You Just Said Something Wrong About Logistic Regression


Demetri Pananos


February 6, 2024

Congratulations, you just said something wrong about logistic regression. That’s OK, logistic regression is hard and we all have to learn/re-learn some things from time to time.

This is a living blog post intended to address some common misconceptions or flat out wrong statements I’ve seen people make about logistic regression.

1 The Coefficients of Logistic Regression are Interpreted as “You’re X Times More Likely to See Y Given Factor Z”.

Wrong! The (exponentiated) coefficients of logistic regression are interpreted as “the odds you see Y given Factor Z are X times larger”.

Phrases like “X times more likely” allude to the the probability of the event. If the probability of getting some event is 10%, and the probability of getting some other event is 20%, then you are 2 times more likely to get the latter event than the former.

This kind of comparison between two probabilities is called “the relative risk” (or risk ratio, or lift, it really depends on where you work). The coefficients of a logistic regression are not risk ratios, nor are they log risk ratios; they are log odds ratios.

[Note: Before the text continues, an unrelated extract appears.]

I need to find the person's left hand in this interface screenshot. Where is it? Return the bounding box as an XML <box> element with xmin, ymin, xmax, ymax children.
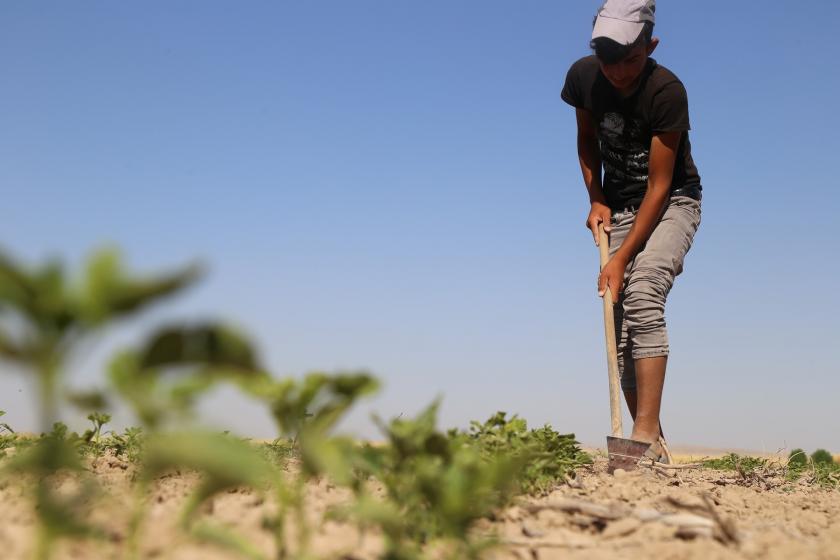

Now, it is actually fine to make this mistake under a few conditions. Namely, when a) the odds ratio is sufficiently small, and/or b) the baseline risk is sufficiently small. You can see this on the plot below which plots the odds ratios and corresponds risk ratios for various baseline risks. On the whole though, you shouldn’t interpret any output from logistic regression as a risk ratio unless you explicitly go out of our way to estimate that quantity.

import numpy as np
import matplotlib.pyplot as plt
import as cm
from mpl_toolkits.axes_grid1.inset_locator import inset_axes

p1 = np.array([0.01, 0.05, 0.1, 0.15, 0.20])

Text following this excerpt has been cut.